1. The lower Court has dismissed an execution petition by the appellant filed in the Karkal Munsif's Court on 3rd July 1929, to execute his decree made in O.S. No. 875 of 1919 by the Udipi Munsif's Court on the ground of want of jurisdiction and limitation. The learned District Judge was so struck by the irregularities of the execution department in the Subordinate Courts in his district and the careless manner in which that department was being worked by the officers of the Courts as well as by litigants and their advisers that he has passed very strong strictures on what ho quite rightly terms the apathy and indifference associated with the execution of civil Court decrees. The justification of these remarks in this execution consists in fifteen applications in execution during a period of five or six years in all of which it seems the particulars required by Order 21, Rule 11, Civil P.C., were wrongly entered. The fact of there having been an appeal was ignored with the consequence that the modification effected by that decree was also ignored. In fact the appellate decree deducted about Rs. 30 from the amount awarded by the original decree and reduced it from Rs. 378 to Rs. 317. In these fifteen applications the larger amount was applied for; but no one was hurt because as the learned Judge himself says the judgment-debtor successfully evaded arrest during all the time. The Judge says it is a disgraceful thing that warrants for arrest should be returned unexecuted fifteen times.
2. At last in Execution Petition No. 411 of 1929 the judgment-debtor was arrested by the Karkal Munsif's Court and then he paid Rs. 300, about half the decree amount, and raised the objection that in the previous applications the appellate Court decree was not mentioned and a larger amount than was due was prayed for and that he should not be mulcted with the costs of those erroneous petitions. This objection being allowed, that execution petition was dismissed. Then the decree-holder, on 3rd July 1929, filed his last execution petition which gave rise to this appeal, containing correct particulars. The application was again made to the Karkal Munsi's Court, the Court which passed the decree being the Udipi Munsif's Court. The learned Judge has dismissed this petition on two grounds: first that the Karkal Court had no jurisdiction to entertain the petition because the appellate Court's decree was not transferred to that Court but only the original Court's decree; and secondly because the previous applications during a period of four or five years in which only the original Court's decree was mentioned and not the effect of the appeal or the deduction in the decree amount made thereby are not applications for execution in accordance with law and therefore the present petition is time barred.

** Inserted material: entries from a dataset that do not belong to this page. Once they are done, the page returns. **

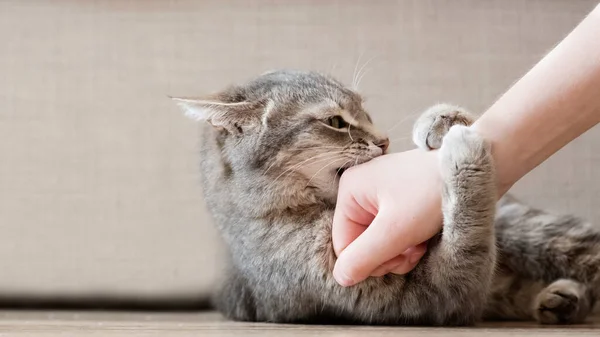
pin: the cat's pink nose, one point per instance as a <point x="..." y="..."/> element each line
<point x="384" y="144"/>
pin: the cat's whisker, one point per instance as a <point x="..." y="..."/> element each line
<point x="338" y="171"/>
<point x="397" y="139"/>
<point x="333" y="161"/>
<point x="349" y="134"/>
<point x="361" y="75"/>
<point x="355" y="69"/>
<point x="402" y="121"/>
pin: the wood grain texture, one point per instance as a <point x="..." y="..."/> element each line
<point x="49" y="323"/>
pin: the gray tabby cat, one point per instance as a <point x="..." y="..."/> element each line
<point x="272" y="155"/>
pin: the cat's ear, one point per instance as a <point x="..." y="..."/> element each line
<point x="233" y="117"/>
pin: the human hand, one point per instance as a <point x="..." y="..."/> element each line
<point x="387" y="209"/>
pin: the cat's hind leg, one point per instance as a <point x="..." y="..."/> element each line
<point x="433" y="124"/>
<point x="563" y="302"/>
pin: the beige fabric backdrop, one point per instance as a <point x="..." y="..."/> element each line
<point x="98" y="183"/>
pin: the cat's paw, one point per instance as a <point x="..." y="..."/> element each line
<point x="431" y="127"/>
<point x="463" y="149"/>
<point x="562" y="302"/>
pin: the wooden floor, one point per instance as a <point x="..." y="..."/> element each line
<point x="41" y="323"/>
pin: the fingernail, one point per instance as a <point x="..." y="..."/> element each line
<point x="414" y="258"/>
<point x="342" y="278"/>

3. The learned Judge is wrong on both points. When a Court passes a decree and there is a decree in appeal therefrom and thereafter a petition for execution to the first Court, there is only one decree to be executed, viz. the original decree as amended by the appellate Court, When in such circumstances a petition for transfer of execution is prayed for to that Court and granted by it, as admittedly it was in this case, the above decree is the only decree which can be transferred and the transfer cannot be understood as if it were a piecemeal transfer, i.e., a transfer of the original decree and not of the appellate decree; for the simple reason that there are no two decrees and in the eye of the law there is only one. In accordance with that principle when the Udipi Munsif's Court transferred the execution to the Karkal Munsif's Court and sent the necessary certificates with a copy of the appellate decree which was the governing document which would show the amount due to the decree-holder if read along with the original Court decree, that was a full and complete transfer for all purposes of law. Therefore the point as to the want of jurisdiction fails.
4. Next as to the previous applications being not in accordance with law, that is founded upon the omission in the earlier applications-there are 15 of them-of any reference to the fact of there being an appeal or of the diminution of the original decree amount in accordance with the appellate judgment. The effect of that was that the particulars (d) and (g) which are required to be contained in every petition for execution by Order 21, Rule 11(2) were erroneous. But that does not mean that the applications themselves were not in accordance with law. As those petitions were erroneous in particulars, if anybody had taken care to detect the error, the decree-holder should have been required to correct the errors and re-present the petition with correct particulars. This not having been done, on account, as the learned Judge says, of the apathy and indifference associated with the execution of civil Court's decrees or of the judgment-debtor's successful evasion of his obligations nothing came of these petitions. They were dismissed. These being the facts, the omission from the previous execution petitions of the particulars required by Clauses (d) and (g) was not sufficient to make them otherwise than in accordance with law. And if they were in accordance with law the present petition was within time.
5. The order of the lower Court is set aside and the petition will be sent to the original Court to proceed with the execution in due course. It is however open to the first Court in view of what has occurred to disallow the costs incurred by the petitioner on the defective petitions, a sum of Rs. 33-9-0. The appellant will have his costs here and in the Courts below.